He and I; we get along well.
No strain or conflict and we lived together in a friendly, unruffled atmosphere. Had I been a somewhat different person, I might have held on to my sense of detachment for years- it’s only because I didn’t have the mind of a lover and I couldn’t bring myself to feel the awe of being loved. After all, I grew up as one the neglected ones; my heart has been made monstrously untouchable.
At first, he did struck to me as too clever, too cunningly aware of himself and his effect on others not to mention the confusion that he created. The common theme in the stories was deception, after all, playing people for fools-I felt that perhaps he could only be toying with me. I imagined falling for him will make my world turned into a deadly series of waiting and once again, he will always have the last word.
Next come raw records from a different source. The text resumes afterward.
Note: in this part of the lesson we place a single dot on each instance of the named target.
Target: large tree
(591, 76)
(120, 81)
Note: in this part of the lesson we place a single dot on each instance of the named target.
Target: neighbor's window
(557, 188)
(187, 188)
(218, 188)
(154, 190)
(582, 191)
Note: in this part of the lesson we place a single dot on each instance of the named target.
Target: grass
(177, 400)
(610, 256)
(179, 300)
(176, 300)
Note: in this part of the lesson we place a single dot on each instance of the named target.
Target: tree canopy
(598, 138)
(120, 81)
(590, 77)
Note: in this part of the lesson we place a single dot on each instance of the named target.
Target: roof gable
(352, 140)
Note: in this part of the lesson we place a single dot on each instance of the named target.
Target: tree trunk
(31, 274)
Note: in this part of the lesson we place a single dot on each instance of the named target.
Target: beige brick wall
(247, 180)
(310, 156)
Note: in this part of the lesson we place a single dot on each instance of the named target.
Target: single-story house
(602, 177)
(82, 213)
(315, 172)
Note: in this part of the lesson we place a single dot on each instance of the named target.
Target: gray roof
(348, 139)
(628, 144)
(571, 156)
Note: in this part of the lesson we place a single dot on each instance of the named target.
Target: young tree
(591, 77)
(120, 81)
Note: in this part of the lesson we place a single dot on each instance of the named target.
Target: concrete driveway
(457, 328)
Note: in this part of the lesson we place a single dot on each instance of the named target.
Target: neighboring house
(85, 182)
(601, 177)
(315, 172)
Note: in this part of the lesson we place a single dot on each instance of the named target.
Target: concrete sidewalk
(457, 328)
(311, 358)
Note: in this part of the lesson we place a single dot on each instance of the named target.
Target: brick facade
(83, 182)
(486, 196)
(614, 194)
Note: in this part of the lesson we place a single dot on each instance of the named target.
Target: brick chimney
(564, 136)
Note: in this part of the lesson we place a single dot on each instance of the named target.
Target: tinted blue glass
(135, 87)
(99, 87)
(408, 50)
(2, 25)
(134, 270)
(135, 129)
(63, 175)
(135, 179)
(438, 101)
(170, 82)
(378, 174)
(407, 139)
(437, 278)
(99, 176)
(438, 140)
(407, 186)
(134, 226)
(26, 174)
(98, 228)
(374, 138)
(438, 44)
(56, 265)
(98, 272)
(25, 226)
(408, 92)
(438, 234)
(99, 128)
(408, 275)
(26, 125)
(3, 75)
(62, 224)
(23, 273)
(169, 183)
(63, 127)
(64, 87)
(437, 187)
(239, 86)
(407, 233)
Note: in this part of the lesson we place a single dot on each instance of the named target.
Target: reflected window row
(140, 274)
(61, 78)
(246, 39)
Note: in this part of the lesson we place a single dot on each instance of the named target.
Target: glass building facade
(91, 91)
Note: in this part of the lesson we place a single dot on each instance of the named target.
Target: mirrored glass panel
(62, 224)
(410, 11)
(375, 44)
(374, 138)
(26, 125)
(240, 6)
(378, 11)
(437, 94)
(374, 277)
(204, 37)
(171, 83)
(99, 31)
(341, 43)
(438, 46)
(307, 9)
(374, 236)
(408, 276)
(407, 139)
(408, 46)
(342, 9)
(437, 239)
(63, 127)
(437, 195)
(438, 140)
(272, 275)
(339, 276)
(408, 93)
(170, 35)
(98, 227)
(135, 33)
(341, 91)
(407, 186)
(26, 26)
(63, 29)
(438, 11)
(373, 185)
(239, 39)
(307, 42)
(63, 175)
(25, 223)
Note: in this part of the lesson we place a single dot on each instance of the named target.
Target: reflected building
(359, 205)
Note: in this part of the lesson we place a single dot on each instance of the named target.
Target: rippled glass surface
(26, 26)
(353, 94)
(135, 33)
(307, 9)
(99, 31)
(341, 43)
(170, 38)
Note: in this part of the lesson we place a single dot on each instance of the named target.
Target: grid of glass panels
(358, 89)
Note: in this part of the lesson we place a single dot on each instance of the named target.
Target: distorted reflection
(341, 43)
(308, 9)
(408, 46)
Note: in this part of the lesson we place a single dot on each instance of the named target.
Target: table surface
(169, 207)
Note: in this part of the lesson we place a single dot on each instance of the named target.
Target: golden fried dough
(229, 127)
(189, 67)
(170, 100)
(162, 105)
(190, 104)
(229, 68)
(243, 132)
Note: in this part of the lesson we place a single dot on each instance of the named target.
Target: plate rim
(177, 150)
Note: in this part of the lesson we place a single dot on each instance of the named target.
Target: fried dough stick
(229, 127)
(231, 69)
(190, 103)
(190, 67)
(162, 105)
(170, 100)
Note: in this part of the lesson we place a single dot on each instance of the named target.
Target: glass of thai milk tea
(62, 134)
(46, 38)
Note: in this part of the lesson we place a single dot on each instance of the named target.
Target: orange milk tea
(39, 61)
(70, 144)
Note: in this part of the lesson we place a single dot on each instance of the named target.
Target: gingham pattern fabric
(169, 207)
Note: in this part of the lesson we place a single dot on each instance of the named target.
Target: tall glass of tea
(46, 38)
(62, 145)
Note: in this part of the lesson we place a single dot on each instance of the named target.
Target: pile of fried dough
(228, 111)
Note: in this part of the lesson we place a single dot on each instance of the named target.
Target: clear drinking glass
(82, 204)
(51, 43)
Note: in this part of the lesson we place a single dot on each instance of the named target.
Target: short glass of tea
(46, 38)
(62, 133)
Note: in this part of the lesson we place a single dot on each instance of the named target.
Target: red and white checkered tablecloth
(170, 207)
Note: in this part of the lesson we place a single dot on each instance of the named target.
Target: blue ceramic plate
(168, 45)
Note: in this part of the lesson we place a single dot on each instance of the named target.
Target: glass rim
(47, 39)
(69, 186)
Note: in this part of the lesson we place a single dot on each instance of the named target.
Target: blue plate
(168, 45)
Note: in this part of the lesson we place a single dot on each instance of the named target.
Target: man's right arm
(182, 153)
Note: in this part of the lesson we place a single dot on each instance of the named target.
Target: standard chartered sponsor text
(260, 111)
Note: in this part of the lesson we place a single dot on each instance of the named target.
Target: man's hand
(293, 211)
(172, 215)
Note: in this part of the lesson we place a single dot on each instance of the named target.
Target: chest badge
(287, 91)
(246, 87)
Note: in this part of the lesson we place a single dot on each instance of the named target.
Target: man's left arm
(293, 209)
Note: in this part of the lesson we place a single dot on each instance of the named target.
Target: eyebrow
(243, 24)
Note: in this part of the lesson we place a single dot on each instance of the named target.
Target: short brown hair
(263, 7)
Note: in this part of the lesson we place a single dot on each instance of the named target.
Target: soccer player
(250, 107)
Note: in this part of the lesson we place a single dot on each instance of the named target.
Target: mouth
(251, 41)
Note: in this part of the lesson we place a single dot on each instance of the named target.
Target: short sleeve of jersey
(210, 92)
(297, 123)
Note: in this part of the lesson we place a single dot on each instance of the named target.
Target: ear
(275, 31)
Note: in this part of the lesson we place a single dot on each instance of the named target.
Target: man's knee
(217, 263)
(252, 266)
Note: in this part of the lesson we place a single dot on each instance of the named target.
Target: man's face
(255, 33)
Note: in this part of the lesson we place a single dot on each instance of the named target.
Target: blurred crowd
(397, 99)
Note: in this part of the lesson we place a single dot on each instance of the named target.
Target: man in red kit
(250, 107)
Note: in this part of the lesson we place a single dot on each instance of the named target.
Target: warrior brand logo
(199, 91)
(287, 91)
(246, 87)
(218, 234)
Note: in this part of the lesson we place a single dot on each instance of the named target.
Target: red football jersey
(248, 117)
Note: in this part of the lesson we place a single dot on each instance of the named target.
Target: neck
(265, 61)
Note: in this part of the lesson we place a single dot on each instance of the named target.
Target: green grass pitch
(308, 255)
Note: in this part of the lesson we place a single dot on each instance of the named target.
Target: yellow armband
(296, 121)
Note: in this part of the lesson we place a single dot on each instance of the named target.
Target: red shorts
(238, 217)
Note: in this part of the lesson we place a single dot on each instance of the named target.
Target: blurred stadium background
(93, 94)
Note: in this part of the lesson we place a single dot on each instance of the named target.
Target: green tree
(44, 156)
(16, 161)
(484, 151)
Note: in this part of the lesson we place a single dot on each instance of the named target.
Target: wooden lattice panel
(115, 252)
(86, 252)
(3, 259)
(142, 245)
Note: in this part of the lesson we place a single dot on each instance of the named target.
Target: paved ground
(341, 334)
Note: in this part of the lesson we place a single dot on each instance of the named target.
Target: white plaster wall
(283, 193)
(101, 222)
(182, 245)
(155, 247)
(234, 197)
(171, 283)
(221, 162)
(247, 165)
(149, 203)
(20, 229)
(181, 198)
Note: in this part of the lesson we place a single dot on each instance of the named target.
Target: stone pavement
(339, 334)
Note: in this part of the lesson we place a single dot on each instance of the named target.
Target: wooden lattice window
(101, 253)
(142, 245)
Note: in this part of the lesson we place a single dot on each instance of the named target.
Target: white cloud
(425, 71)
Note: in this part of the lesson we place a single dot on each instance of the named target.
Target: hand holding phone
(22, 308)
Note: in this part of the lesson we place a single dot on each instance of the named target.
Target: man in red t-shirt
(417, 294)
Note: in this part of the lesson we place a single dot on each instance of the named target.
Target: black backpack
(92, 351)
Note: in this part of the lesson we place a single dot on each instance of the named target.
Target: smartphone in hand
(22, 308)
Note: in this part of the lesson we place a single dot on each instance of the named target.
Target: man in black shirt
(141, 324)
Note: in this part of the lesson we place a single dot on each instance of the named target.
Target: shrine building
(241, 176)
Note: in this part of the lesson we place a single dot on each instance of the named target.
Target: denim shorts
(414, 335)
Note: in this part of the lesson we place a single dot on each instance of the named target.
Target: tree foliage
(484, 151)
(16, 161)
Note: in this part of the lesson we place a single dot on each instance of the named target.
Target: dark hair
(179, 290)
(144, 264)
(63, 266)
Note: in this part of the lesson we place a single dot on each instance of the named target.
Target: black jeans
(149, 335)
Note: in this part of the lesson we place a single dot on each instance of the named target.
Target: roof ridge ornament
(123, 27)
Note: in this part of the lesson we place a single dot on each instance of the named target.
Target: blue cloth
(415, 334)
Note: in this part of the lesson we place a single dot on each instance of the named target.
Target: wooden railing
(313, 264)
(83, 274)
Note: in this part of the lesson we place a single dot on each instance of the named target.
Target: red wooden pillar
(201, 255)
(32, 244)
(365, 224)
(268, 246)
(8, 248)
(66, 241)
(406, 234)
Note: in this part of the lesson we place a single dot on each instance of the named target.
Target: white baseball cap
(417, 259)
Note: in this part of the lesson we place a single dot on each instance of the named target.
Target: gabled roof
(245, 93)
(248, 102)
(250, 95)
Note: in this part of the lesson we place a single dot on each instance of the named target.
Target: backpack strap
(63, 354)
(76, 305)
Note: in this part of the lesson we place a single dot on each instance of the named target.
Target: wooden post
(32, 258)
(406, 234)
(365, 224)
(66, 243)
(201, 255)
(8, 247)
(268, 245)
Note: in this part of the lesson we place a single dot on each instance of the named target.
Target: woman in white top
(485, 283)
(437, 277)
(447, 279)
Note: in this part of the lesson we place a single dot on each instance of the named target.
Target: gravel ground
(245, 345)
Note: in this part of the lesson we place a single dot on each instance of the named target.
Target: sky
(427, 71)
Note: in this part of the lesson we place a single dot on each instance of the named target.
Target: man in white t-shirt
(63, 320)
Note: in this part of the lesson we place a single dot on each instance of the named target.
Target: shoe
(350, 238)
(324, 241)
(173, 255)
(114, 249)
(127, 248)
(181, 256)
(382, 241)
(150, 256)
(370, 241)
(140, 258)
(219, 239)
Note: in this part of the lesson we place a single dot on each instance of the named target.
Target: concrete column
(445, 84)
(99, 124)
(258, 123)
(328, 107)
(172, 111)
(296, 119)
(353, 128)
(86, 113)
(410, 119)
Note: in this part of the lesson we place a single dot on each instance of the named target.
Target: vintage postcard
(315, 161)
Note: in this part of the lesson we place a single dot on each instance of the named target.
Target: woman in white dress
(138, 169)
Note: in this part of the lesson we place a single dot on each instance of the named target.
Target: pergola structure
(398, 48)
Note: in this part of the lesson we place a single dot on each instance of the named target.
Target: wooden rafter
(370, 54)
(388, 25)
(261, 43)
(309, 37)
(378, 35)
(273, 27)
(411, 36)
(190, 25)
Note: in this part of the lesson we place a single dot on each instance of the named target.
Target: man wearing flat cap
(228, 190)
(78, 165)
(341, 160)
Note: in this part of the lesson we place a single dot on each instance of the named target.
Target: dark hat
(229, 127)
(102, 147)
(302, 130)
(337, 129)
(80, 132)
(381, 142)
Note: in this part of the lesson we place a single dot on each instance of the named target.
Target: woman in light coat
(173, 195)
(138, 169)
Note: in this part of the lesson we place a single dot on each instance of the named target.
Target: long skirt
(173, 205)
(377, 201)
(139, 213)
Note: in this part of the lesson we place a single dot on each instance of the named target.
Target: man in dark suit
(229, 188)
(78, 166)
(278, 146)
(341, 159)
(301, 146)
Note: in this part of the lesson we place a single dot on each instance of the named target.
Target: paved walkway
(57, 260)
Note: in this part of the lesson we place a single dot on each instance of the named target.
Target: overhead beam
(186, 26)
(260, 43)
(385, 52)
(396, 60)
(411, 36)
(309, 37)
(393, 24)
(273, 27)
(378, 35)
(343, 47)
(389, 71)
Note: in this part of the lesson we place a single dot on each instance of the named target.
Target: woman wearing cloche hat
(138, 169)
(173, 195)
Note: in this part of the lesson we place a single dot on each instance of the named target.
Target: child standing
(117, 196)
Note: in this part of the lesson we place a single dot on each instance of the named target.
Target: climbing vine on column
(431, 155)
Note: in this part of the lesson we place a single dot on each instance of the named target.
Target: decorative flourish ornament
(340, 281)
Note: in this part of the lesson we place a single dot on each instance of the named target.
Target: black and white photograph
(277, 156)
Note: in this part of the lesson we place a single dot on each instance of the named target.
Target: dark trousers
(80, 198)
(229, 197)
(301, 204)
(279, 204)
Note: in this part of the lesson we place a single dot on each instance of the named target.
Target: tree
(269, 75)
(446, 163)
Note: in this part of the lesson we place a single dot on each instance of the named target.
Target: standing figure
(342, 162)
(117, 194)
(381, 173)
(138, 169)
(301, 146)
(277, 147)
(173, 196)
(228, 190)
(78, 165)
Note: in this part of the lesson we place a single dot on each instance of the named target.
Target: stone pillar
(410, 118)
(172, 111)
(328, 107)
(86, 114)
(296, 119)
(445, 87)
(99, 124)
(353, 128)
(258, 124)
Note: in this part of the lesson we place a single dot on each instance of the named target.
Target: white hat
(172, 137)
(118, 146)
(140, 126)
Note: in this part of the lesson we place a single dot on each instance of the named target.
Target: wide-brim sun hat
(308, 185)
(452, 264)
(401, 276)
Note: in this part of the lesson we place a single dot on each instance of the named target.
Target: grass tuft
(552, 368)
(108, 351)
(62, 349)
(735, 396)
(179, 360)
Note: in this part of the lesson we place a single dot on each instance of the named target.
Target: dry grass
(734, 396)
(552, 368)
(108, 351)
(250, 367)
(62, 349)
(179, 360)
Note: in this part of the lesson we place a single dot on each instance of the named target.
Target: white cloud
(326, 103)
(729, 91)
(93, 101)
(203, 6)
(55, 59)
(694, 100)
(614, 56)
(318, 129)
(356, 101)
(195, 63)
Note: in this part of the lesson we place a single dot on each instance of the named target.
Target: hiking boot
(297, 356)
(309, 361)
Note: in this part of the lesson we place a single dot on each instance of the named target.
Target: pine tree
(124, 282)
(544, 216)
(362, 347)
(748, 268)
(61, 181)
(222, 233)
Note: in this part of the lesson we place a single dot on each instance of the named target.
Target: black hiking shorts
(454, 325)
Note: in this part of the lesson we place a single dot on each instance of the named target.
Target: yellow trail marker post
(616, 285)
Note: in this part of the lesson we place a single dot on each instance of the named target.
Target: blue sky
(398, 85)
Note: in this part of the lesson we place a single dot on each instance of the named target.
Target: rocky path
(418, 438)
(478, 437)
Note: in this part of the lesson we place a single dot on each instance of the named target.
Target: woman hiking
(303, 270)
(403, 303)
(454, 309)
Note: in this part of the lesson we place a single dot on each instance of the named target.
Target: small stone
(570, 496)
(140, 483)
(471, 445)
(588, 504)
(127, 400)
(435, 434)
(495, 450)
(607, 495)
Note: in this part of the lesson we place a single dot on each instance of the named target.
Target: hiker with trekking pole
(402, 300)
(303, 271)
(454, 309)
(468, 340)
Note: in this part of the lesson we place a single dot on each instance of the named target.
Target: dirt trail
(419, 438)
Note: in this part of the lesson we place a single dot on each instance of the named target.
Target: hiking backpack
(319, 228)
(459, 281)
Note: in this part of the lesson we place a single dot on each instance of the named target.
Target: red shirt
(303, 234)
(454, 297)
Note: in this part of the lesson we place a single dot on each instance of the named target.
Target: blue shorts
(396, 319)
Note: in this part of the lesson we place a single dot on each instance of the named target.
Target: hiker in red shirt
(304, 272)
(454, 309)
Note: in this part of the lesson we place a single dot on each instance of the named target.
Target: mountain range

The difference between us was not that I understood the surrounding any better than he did (if anything, it was just the opposite), but that he was a great king and I wasn’t, which explained why he was the insane one and I was the romantic. He took the pleasure living in sophistiscation, a great man of refine, a genuine intetellectual who lives in the world of ideas while I divide my head on the ground and flying up the sky once when I need it to be.
For some reasons, after knowing him, it seems that he wasn’t the man everyone thought he would be. There were those subtle moments, words and gestures-something I couldn’t fathomed myself that made his intention seems believable. If you look into his eyes, the good and the bad, you will find our memories in them. In a way, throughout the time that we have spent together, we have ‘made’ each other to turn to become something other than ourselves but just right for the evening; connecting all sore, every sore, by thousand of lights in a mysterious circle, each an invisible lines, but together seeming to trace a single secret meaning of the evening.
Though I didn’t realise it, they were the happiest moment of my life. If I had recognised this wonderful moment of delight, I would have clung to it and never let it go. In that moment, on that particular evening when we were waiting for the sunset, we were free of sin and guilt, and the world seemed to be free of gravity and time.